IA: organizando sentido em números
A IA generativa faz algo semelhante, mas no mundo dos números. Ela transforma palavras em tokens (pequenas unidades de texto), que viram vetores em um espaço matemático. Palavras com contextos semelhantes ficam próximas nesse espaço vetorial. Assim, “documento”, “arquivo” e “registro” ficam agrupados, não porque a IA entende o significado, mas porque reconhece que aparecem em contextos parecidos.
Essa organização vetorial é o que permite à IA gerar respostas plausíveis, sugerir sinônimos e até criar textos coerentes.
Reconhecimento de entidades: substantivos como âncoras do sentido
Um dos truques mais poderosos da IA é o reconhecimento de entidades: pessoas, lugares, organizações, eventos. Isso é fundamental porque substantivos são as âncoras do nosso entendimento do mundo. Quando a IA identifica que “Ditadura Militar” é um evento histórico ou que “Arquivo Nacional” é uma instituição, ela está fazendo algo muito próximo do trabalho de catalogação feito por bibliotecários e arquivistas.
Tesauros x Embeddings: o velho e o novo mapeamento semântico
Na Ciência da Informação, tesauros são usados para mapear relações entre termos: sinônimos, hierarquias, associações. Na IA, usamos embeddings — representações matemáticas que organizam palavras pelo contexto estatístico.

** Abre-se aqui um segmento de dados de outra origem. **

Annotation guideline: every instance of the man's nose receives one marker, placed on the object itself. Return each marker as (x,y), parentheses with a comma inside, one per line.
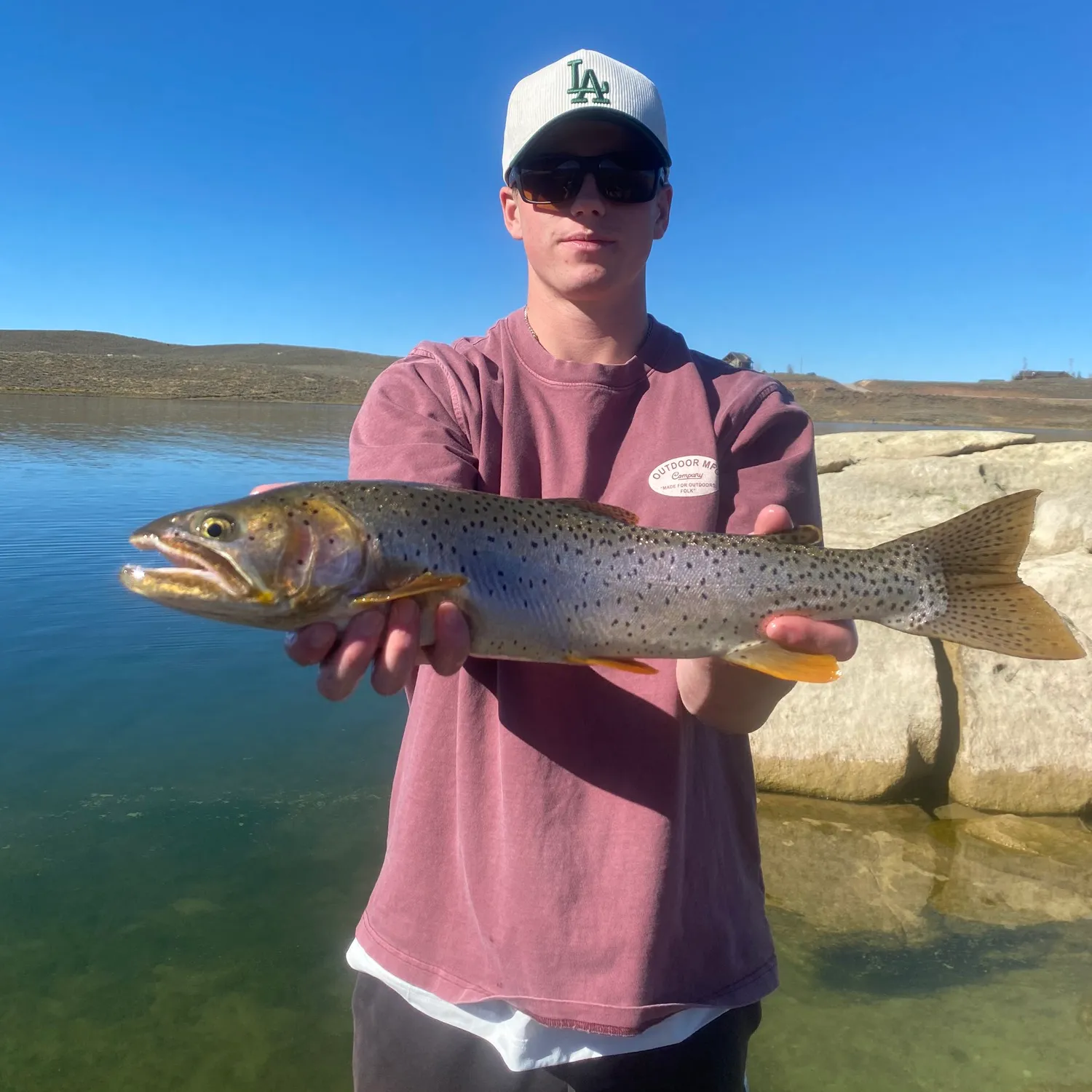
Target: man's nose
(589,201)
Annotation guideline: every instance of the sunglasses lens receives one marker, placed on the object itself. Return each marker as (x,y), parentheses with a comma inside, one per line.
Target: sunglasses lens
(558,181)
(550,185)
(626,185)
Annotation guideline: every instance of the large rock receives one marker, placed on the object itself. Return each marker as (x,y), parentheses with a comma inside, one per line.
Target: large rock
(878,499)
(834,451)
(860,738)
(1010,871)
(1026,725)
(847,867)
(1026,734)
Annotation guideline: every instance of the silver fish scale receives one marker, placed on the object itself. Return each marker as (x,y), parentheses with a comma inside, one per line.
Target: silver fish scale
(546,579)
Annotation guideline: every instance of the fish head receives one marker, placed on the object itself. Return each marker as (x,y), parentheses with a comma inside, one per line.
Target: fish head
(277,559)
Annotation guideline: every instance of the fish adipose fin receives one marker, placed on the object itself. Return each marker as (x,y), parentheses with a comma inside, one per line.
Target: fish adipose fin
(794,666)
(596,508)
(806,534)
(624,665)
(419,585)
(989,607)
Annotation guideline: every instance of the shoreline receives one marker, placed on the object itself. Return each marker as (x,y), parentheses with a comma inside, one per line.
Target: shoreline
(906,411)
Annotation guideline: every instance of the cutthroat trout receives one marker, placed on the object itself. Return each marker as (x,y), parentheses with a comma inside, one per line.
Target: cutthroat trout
(572,581)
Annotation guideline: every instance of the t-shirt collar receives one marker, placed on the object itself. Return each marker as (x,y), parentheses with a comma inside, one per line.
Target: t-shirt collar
(651,355)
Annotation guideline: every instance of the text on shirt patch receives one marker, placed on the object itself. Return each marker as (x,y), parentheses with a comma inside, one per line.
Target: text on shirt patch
(686,476)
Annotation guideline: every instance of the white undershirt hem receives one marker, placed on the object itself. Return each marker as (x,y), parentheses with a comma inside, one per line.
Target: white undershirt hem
(522,1041)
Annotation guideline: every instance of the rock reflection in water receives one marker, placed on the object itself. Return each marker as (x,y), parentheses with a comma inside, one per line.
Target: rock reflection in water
(951,954)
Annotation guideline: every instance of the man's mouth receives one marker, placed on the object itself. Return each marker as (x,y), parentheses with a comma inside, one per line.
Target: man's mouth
(589,242)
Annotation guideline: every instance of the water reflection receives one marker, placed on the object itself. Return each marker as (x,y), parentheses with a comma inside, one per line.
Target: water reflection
(188,834)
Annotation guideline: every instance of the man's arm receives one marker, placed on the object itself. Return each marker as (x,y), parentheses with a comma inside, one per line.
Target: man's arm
(408,430)
(770,459)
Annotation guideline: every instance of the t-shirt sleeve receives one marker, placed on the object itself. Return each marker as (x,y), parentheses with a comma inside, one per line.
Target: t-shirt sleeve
(413,428)
(770,461)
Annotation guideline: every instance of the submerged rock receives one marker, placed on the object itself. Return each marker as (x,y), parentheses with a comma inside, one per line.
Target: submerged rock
(1026,725)
(847,867)
(1011,871)
(890,869)
(834,451)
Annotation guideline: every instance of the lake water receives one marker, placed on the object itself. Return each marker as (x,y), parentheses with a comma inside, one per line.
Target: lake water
(188,832)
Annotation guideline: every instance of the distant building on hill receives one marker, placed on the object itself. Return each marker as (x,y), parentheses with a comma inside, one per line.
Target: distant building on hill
(740,360)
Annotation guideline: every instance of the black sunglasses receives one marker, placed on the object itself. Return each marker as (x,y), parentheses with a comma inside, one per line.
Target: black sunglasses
(556,179)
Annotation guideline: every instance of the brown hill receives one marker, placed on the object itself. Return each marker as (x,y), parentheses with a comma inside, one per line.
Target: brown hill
(80,362)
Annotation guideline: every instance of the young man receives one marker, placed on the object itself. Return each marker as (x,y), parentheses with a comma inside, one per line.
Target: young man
(571,895)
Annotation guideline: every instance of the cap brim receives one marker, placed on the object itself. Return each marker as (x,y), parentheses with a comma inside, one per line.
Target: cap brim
(606,114)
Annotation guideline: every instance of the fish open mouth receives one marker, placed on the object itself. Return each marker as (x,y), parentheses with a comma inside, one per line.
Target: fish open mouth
(197,568)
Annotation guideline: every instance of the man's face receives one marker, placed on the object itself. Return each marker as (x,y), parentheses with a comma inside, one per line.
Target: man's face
(590,248)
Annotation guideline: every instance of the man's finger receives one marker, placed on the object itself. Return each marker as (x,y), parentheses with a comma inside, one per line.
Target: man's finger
(397,657)
(796,633)
(349,659)
(452,640)
(272,485)
(772,519)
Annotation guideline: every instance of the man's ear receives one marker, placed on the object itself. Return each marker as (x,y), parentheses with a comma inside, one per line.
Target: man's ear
(510,210)
(663,211)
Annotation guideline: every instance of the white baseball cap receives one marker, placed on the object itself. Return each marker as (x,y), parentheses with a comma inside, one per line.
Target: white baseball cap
(587,82)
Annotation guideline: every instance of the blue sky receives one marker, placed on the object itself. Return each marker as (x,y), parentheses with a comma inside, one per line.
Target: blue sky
(867,189)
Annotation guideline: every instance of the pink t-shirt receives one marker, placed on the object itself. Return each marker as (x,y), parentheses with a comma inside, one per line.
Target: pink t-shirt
(570,839)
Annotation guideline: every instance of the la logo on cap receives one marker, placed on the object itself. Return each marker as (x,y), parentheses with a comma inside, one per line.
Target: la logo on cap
(582,87)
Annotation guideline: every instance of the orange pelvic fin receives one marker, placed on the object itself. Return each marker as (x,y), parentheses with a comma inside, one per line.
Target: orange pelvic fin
(598,509)
(622,664)
(794,666)
(422,585)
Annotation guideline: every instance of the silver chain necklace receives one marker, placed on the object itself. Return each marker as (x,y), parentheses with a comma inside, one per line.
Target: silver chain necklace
(648,328)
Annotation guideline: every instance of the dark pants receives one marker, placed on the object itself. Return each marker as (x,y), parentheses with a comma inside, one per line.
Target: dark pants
(395,1048)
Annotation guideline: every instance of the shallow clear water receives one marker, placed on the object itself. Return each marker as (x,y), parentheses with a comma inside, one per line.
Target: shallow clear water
(188,832)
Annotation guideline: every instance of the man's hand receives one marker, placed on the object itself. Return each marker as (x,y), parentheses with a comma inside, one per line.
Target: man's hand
(737,699)
(388,639)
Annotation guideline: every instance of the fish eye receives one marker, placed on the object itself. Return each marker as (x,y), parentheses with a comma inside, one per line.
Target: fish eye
(218,526)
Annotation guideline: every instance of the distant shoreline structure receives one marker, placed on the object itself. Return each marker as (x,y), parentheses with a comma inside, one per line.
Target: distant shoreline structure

Podemos pensar nos embeddings como tesauros automatizados, capazes de aprender e se adaptar a partir dos dados. Mas isso traz desafios: os embeddings refletem os dados com os quais foram treinados, incluindo seus vieses, lacunas e limitações.
Cada IA tem sua própria semântica
Se cada sistema de IA é treinado em um conjunto diferente de dados, cada um constrói sua própria versão do sentido. Isso significa que a semântica não é mais universal, mas contextual e dinâmica. Assim, cada IA é, de certa forma, um novo sistema documental — que precisa ser auditado, curado e compreendido.
Curadoria vetorial: o novo papel dos profissionais da informação
O trabalho de organizar, revisar e dar sentido aos dados não desaparece — ele muda de camada. Antes, criávamos categorias, vocabulários e classificações. Agora, precisamos entender como os modelos matemáticos organizam o sentido e como podemos auditar, corrigir e orientar esses sistemas.
A IA só “entende” porque humanos — designers, bibliotecários, cientistas da informação — estruturaram relações semânticas antes. Ou porque modelos foram treinados em grandes volumes de texto cuidadosamente organizados.
Quem media o sentido?
No fim das contas, a IA não entende nada — mas simula muito bem. E é aí que entra nossa responsabilidade: mediar, auditar, curar e garantir que o sentido produzido por máquinas continue servindo aos humanos.